Tom: Behind the scenes the Central FCA team did an amazing job of the digital transformation. Digital has improved the programme in three core ways. The first is by delivering an environment where people can connect and collaborate across organisational and regional boundaries. The second is that the course has moved into digital modular form and that is really exciting because it dramatically reduces the cost of delivery, lowers the carbon footprint, and makes it more accessible, regardless of geography. The course comprises a series of e-learning modules and virtual discussion sessions which train participants to become a flow coach.  

The third is the actual intervention, the Big Room. If you’d asked me a year ago, I’d have said it’s essential that it’s face to face. Now I know I was wrong! The virtual Big Room works beautifully. We’re also seeing the potential to accelerate improvement work. When we’re designing a test of change, we would usually do the first iteration of planning in one meeting and then it would be a week before we refined it. Now we can discuss a test of change in a meeting, post on our digital platform that day, and I’ve seen it get to version four within 48 hours. 

I’d like to share with you just one of many examples of FCA coaches making a real difference at the sharp end of the pandemic. Karl is Clinical Director for the Anaesthesia and Operating Services department at Sheffield Teaching Hospitals NHS Foundation Trust. In this leadership role during the pandemic, he describes his FCA coaching skills as being invaluable. At the height of the first wave he facilitated Big Room-style team huddles to flatten the hierarchy, use data objectively to inform decisions and collaborate as a team on key challenges – all fundamental aspects of FCA methodology. The collective ownership, performance and morale this engendered in his team helped the department navigate the biggest professional challenge they had faced to date. 

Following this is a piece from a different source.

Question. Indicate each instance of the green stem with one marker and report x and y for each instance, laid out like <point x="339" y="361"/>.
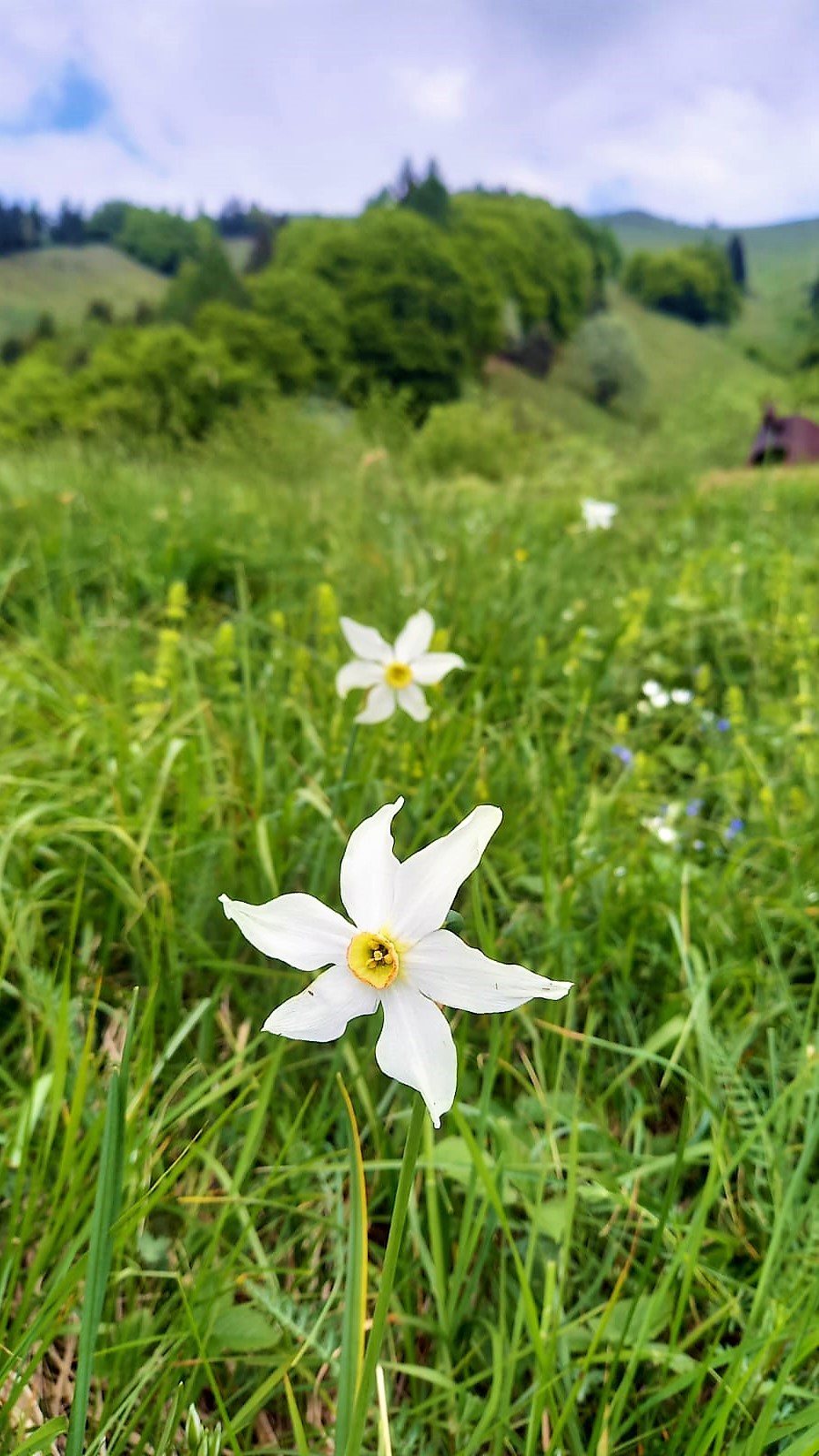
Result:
<point x="380" y="1312"/>
<point x="334" y="804"/>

What would you like NHS and national leaders to do, to support take up and spread?  

Laura: The Flow Coaching Academy is a very effective tool in our toolbox, which can help us get out of the quite acute situation that we find ourselves in at the moment, where health care services are doing their best to balance care for COVID-19 patients and non-COVID patients in a way that is safe for all. The FCA approach has strong evidence of effectiveness across a wide range of clinical areas and types of organisation.  

We are seeing a lot of hospitals applying FCA methods to COVID-19 challenges. For example, we have at least one Big Room bringing people together to develop services for people with long-COVID. There’s also a real opportunity for trusts to use these methods to tackle long waiting lists in other services. In this spirit, I invite NHS leaders to explore the value proposition of the FCA, which is unusual in having the maturity and evidence base of a national network and an evidence base developed over 10 years. Together with the central FCA team, we are currently in conversation with a range of senior stakeholders about how we will get maximum benefit from FCA capability over the coming years.    

Tom: What we’re looking for from NHS and national leaders now is to be inquisitive about the programme. Come and see how it’s improved care in so many organisations already and helped develop people and their leadership skills. The need for efficient and effective flow through the health care system is more obvious than ever.